No such luck. MIN is getting sold hard today, much harder than I would have expected after such a positive announcement. I clearly underestimated how much stock was bought to "play" this release which was overdue and highly anticipated. I find the logic behind the selling a little odd. If you were a buyer because you believed in the project's value, why be this quick to sell if you 're not seeing your price yet? And if you didn't believe in the project's value in the first place, why would you be trying to play the permitting release at all?
Without a doubt, the timing of the release is not helping. Markets generally are getting hit hard today with indices in NY crashing though important technical levels and base metals seeing heavy selling too, since the fears are centered on trade, and particularly China , the worlds largest base metal user. And we're seeing enough volume today for a "volume begets volume" meme to set in.
At the current trading price, MIN is carrying a current market value of US$180 million and an enterprise value of $155 million. That's against an NPV of US $807 million, after tax, using a $2.75 copper price and a 7.5% discount rate. I've noted many times that its common for companies to trade at a discount of their project NPV. That's true, but an 80%+ discount for a company that now has a fully permitted project with a completed feasibility study is definitely a bit much.

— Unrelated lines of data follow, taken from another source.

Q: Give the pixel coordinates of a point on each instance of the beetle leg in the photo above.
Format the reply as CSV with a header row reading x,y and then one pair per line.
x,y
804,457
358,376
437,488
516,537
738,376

Jurisdictional and financing risk are the other common reasons for a big discount to NPV and, again, those do not apply in the case of Excelsior. The US is among the safest jurisdictions and the fact Gunnison now has all permits in hand should mitigate those concerns anyway. I've stated many times that I consider the financing risk at Gunnison to be close to zero and that too has not changed.
The staged development approach carries an up front capex of US$49 million. Even if MIN raised all of that with equity, and that is definitely not the plan , we're talking about maybe 25% dilution if the deal is done at a crappy price. Again, this doesn't justify the selling if even that much dilution paves the way to start-up on a project with an $US800 million NPV that would start production in months, not years."